TEHERAN – Iran telah meluncurkan pesawat tak berawak terbesar yang mana pernah diproduksi, diberi nama ‘Gaza’, untuk menghormati wilayah Palestina yang mana hancur akibat peperangan selama 15 bulan.
Menurut komandan pasukan kedirgantaraan Korps Garda Revolusi Islam (IRGC), Amir Ali Hajizadeh, pesawat tak berawak itu mampu menyebabkan hingga 12 bom serta akan digunakan untuk operasi di dalam tempat perbatasan.

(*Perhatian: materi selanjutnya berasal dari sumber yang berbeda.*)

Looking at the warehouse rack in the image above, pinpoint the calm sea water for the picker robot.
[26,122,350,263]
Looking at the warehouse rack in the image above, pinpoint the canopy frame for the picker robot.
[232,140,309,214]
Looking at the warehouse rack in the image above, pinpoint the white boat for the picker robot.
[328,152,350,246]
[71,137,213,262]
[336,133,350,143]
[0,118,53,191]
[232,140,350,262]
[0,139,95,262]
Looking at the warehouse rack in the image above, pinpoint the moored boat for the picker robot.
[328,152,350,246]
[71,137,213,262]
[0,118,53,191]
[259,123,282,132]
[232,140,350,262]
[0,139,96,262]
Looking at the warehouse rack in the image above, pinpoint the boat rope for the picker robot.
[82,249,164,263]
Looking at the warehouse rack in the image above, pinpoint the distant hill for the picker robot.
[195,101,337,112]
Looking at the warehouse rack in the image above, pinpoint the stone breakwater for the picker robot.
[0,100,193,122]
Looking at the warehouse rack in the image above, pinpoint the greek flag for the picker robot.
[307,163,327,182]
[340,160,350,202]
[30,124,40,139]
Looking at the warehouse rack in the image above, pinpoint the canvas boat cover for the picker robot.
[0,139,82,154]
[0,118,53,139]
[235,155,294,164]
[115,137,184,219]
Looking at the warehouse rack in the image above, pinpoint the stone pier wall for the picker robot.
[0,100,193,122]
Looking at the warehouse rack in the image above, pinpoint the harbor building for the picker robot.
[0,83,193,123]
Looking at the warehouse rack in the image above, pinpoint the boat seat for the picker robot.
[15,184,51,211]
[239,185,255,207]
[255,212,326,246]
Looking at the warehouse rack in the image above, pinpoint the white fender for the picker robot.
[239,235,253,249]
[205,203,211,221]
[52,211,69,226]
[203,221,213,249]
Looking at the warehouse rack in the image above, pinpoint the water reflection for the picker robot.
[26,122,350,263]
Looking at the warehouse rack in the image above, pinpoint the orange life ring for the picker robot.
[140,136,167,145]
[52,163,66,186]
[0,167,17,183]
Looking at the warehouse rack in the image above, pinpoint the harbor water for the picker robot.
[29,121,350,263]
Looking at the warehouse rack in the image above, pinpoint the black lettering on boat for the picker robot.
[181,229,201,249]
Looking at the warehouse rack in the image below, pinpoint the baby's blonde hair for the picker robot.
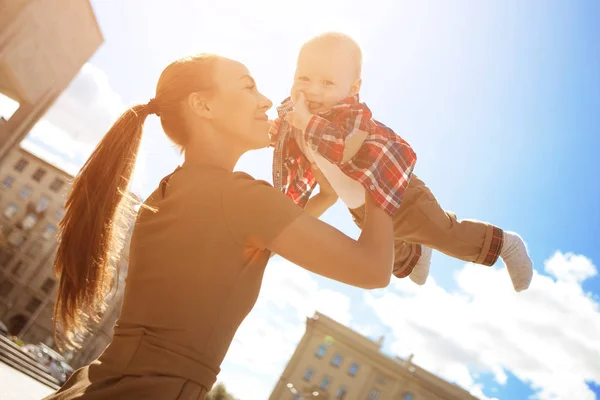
[300,31,362,78]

Ia juga memeriksa pesawat tak berawak itu bersatu komandan tertinggi IRGC, Mayor Jenderal Hossein Salami. Ia menjelaskan, keberadaan pesawat tanpa awak (drone) berpotensi menjamin keamanan di area perbatasan serta meredam ancaman teroris.
“Di bidang keamanan, meyakinkan tingkat keamanan yang tinggi pada pada negeri sangat penting, teristimewa pada pengawasan perbatasan.
“Jika ada ancaman seperti teroris, penyelundup, atau berbagai hambatan lainnya, drone ini sangat efektif pada situasi seperti itu,” katanya.
Drone, yang mana juga dikenal sebagai Shahed-149 dipamerkan di dalam paviliun Iran dengan Shahed-129 selain senapan mesin, sistem radar pemetaan bernama S-811 serta S-813, dan juga bom F-365.
Berbicara terhadap perwakilan di tempat stand Iran, Breaking Defense melaporkan Wilayah Gaza adalah UAV dengan ketinggian menengah, daya tahan rendah (MALE), dengan kemampuan muatan 500 kilogram.
Drone ini miliki kemampuan komunikasi satelit serta memiliki ketinggian penerbangan maksimum 35.000 kaki.
“Radar aperture sintetis di dalam udara yang dimaksud dimaksudkan untuk mendeteksi target permukaan serta bawah air juga dapat dipasang dalam sistem ini,” papar situs web Breaking Defense tersebut.